In recent months, Kennard has stated that the Bells could
compete for high-speed-data customers on a deregulated basis if they established separate
affiliates that received the same terms and conditions as other competitors.

"[SBC-Ameritech] is one-third of the industry now.
That gives the FCC powerful leverage over the rest of the industry," Cleland said.

John Bain, a telecommunications analyst with Hoak,
Breedlove, Wesneski & Co., said he considered the overall proposal "extreme"
in some parts and unenforceable in others.

"I don't know what it means to enter 30 new markets.
That's not clear to me," Bain said.

Bain added that he doubts that the FCC would impose similar
local-phone-market entry requirements on AT&T Corp.'s proposed $56.4 billion merger
with MediaOne Group Inc.

"AT&T is already a [competitive local-exchange
carrier] in a huge number of markets," Bain said.

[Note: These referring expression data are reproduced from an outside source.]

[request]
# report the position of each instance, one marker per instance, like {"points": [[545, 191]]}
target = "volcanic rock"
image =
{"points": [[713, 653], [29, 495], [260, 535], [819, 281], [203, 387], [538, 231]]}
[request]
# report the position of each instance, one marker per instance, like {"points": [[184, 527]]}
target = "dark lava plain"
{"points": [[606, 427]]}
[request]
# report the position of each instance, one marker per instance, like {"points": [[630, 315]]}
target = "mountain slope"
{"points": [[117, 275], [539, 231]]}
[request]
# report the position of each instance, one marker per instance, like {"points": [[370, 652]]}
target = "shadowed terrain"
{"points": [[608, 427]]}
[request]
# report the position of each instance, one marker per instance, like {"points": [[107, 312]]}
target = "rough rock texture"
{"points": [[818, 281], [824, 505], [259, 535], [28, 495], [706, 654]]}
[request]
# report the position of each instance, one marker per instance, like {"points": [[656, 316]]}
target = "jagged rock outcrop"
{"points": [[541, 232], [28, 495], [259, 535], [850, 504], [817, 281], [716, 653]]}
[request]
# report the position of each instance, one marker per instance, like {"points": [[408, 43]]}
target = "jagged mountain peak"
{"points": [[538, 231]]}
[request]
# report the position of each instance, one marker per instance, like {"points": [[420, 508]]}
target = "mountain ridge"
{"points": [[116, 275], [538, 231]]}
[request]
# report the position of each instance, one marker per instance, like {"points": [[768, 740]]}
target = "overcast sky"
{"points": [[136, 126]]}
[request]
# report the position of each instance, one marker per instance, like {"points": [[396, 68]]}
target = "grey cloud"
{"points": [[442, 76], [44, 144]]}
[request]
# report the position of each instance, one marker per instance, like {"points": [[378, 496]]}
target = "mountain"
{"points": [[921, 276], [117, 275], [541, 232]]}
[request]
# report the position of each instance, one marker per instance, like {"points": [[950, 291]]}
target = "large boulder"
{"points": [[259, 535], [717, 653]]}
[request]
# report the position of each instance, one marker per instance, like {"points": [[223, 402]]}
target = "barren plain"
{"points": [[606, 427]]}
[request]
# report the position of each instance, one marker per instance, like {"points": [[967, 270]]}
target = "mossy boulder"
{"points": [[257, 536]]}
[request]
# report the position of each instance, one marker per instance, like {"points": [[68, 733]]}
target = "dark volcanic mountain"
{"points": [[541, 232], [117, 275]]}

George Reed-Dellinger, an analyst with Washington Research,
predicted that SBC-Ameritech wouldn't have to live up to the conditions

"This is awful big-time micromanagement. I think a
Republican FCC will get rid of the conditions -- which is another bet [the Bells] are
making," Reed-Dellinger said.

He added that the commitment by SBC-Ameritech to invade the
markets of the other Bells was unprecedented, and it would prompt Bell Atlantic Corp.,
BellSouth Corp. and U S West to challenge the conditions in court.

He expects AT&T and new local-phone-market entrants to
file legal challenges, as well. "It will get bogged down in court,"
Reed-Dellinger said.

Kennard's decision to force SBC and Ameritech to the
bargaining table was unpopular with FCC commissioner Harold Furchtgott-Roth, a Republican
who advocates a limited FCC role in the review of mergers

Furchtgott-Roth released a statement criticizing Kennard
for dealing with the companies in private. "What we have here are unprecedented ad
hoc and arbitrary ends from unprecedented ad hoc and arbitrary means," he said.

A pair of Congressmen -- House Telecommunications
Subcommittee chairman Billy Tauzin (R-La.) and Rep. John Dingell (D-Mich.) -- also blasted
the FCC. Tauzin said the SBC-Ameritech conditions amount to "extortion and legal
blackmail."

"It's another good example of why we need FCC reform
badly," Tauzin added.

Dingell said he thought "the FCC has again exceeded
its authority and duty in what is best described as an excess of enthusiasm."